Changing the world...

"I can't change the world but I can change the world in me... if I rejoice" Bono sings on the U2 album October. If the journey of a thousand miles starts with one step then changing the world starts with one man. Don Miller in his book Blue Like Jazz talks about being at a political protest of the president with a friend. He was there for poverty in Africa but he was surrounded by a variety of protesters with a variety of causes. By the time the day was done he came to the realization that he hadn't done anything to help poverty in Africa so why should he demand it of others. He realized that he was a hypocrite and wished that he could carry a sign that said "I AM THE PROBLEM!"

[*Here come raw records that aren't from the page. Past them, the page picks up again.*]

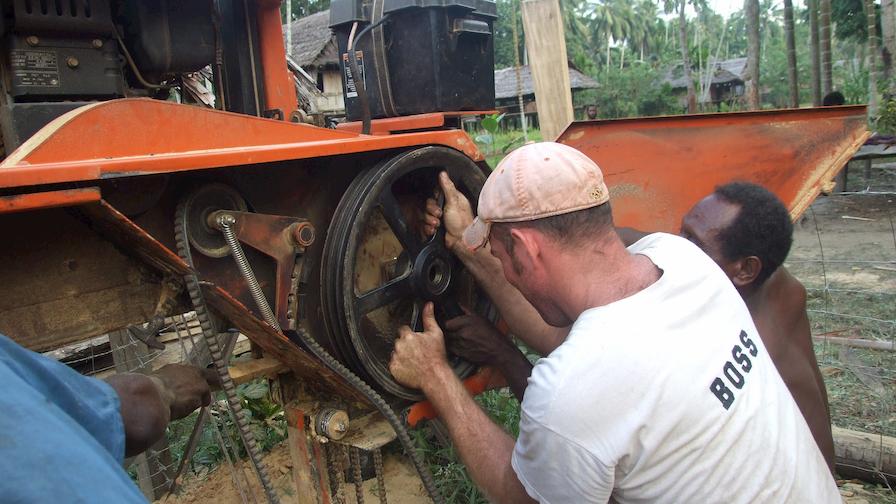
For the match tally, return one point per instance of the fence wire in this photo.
(844, 253)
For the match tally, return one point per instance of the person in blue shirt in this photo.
(64, 436)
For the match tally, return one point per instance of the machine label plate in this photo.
(34, 68)
(351, 90)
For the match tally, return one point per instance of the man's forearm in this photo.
(522, 318)
(145, 411)
(482, 445)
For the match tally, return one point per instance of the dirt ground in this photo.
(852, 235)
(402, 484)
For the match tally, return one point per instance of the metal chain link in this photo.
(355, 455)
(380, 477)
(336, 471)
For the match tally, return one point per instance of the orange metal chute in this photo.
(658, 168)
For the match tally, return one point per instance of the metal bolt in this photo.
(226, 220)
(303, 234)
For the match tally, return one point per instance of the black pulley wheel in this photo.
(379, 268)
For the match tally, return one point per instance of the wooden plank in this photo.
(866, 456)
(305, 475)
(369, 432)
(546, 48)
(62, 283)
(242, 372)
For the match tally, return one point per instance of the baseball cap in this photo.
(535, 181)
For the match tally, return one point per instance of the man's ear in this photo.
(526, 247)
(746, 272)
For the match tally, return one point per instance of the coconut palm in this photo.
(792, 76)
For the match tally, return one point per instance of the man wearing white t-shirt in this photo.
(662, 391)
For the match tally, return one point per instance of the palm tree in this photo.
(824, 28)
(751, 12)
(871, 16)
(792, 77)
(888, 29)
(814, 51)
(679, 5)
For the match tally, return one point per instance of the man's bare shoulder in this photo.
(784, 292)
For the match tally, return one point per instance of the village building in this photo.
(507, 102)
(314, 49)
(721, 83)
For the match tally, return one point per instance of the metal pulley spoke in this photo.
(387, 293)
(392, 212)
(378, 271)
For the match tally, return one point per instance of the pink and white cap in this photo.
(533, 182)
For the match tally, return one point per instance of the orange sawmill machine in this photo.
(157, 159)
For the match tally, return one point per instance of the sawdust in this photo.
(403, 486)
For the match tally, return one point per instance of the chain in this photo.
(356, 474)
(380, 478)
(336, 471)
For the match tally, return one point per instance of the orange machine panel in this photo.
(658, 168)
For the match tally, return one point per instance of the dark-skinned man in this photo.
(747, 231)
(656, 388)
(64, 436)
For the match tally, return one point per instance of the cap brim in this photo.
(476, 234)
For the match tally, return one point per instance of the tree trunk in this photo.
(792, 77)
(814, 51)
(751, 14)
(685, 59)
(824, 28)
(872, 59)
(888, 27)
(864, 455)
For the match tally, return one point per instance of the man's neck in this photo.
(610, 273)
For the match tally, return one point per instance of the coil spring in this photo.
(209, 334)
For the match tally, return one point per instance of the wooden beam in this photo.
(546, 48)
(866, 456)
(242, 372)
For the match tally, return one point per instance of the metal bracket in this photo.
(279, 237)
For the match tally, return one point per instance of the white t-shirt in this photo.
(667, 396)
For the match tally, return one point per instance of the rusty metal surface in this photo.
(48, 199)
(278, 237)
(392, 125)
(130, 137)
(123, 232)
(658, 168)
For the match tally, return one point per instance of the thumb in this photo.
(429, 318)
(447, 185)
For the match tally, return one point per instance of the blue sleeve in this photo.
(91, 403)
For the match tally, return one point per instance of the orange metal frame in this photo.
(657, 168)
(141, 136)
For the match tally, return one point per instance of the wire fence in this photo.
(844, 253)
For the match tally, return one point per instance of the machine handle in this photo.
(485, 379)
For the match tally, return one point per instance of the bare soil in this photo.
(403, 486)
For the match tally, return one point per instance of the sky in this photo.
(725, 7)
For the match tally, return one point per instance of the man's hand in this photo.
(457, 213)
(476, 340)
(185, 388)
(416, 355)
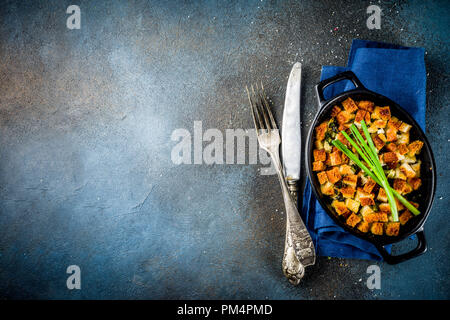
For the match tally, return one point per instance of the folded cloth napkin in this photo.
(396, 72)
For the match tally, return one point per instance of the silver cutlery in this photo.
(290, 131)
(298, 249)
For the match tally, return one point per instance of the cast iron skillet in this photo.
(424, 196)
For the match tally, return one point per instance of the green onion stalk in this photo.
(369, 154)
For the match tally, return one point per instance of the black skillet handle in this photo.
(420, 249)
(347, 75)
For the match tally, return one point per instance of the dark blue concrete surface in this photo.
(86, 118)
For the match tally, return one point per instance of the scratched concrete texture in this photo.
(86, 118)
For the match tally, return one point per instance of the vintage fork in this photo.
(298, 247)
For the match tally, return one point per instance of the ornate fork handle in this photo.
(298, 247)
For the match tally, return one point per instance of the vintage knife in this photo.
(296, 232)
(291, 135)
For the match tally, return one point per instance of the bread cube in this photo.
(345, 169)
(319, 155)
(333, 175)
(344, 117)
(353, 220)
(340, 207)
(366, 105)
(352, 205)
(407, 170)
(377, 228)
(370, 184)
(403, 138)
(366, 201)
(336, 158)
(415, 147)
(322, 176)
(404, 127)
(404, 217)
(363, 226)
(348, 192)
(382, 196)
(321, 130)
(415, 183)
(349, 105)
(327, 188)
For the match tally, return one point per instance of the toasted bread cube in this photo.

I have still been contemplating the question of should politics and religion mix and if so how. Unfortunately, rather than coming to a conclusion it is more like I have come to the first step to ascend a stair case. I believe that yes politics and religion should mix and in fact have to, but certainly not in the common way that they are mingling now. The answer as to how is the first step at the bottom of the stair case. It is by speaking the truth in love. The Church loves to speak the truth but often not in love. The next question is, "how is that carried out?" I have a decent idea of how love should play out in our personal lives, but how it should work in politics seems more problematic or complex. I know the principles are the same but the details elude me at this point. Until I come to a less ephemeral answer I will leave you with the below passage from an essay entitled "How To Save Western Civilization: C.S. Lewis As Prophet"
"It is good to work for peace in whatever social and political ways really do work, whether this means working for disarmament or for stronger armaments. We do not know with certainty which way will work best on the political level (though we nearly always claim we do). But we do know with certainty (because God himself has told us) what will work on the spiritual level, and we also know that that level cuts deeper and works at the roots. So to anyone who is concerned with peace and with the life and survival of our civilization, here is a summary in a single paragraph of what I have learned from my master C.S. Lewis:

"Sodom and Gomorrah almost made it. If God had found but ten righteous men, he would have spared two whole cities. Abraham's intercession nearly saved Sodom, and it did save Lot. We must be Abrahams. Charles Williams said that 'the altar must often be built in one place so that the fire from Heaven may come down at another.' It is also true that the altar must be built and prayer and sacrifice made at one place so that the fire from Hell may not come down at another. It can be done. The most important thing each of us can do to save the world from holocaust and from Hell, from nuclear destruction and from spiritual destruction, is the most well-known, most unoriginal thing in the world: to love God with our whole heart and soul and mind and strength and to love our neighbors as ourselves.

"You the individual can make a difference. You can be the straw that breaks the camel's back, the vote that wins the election. You can save the world."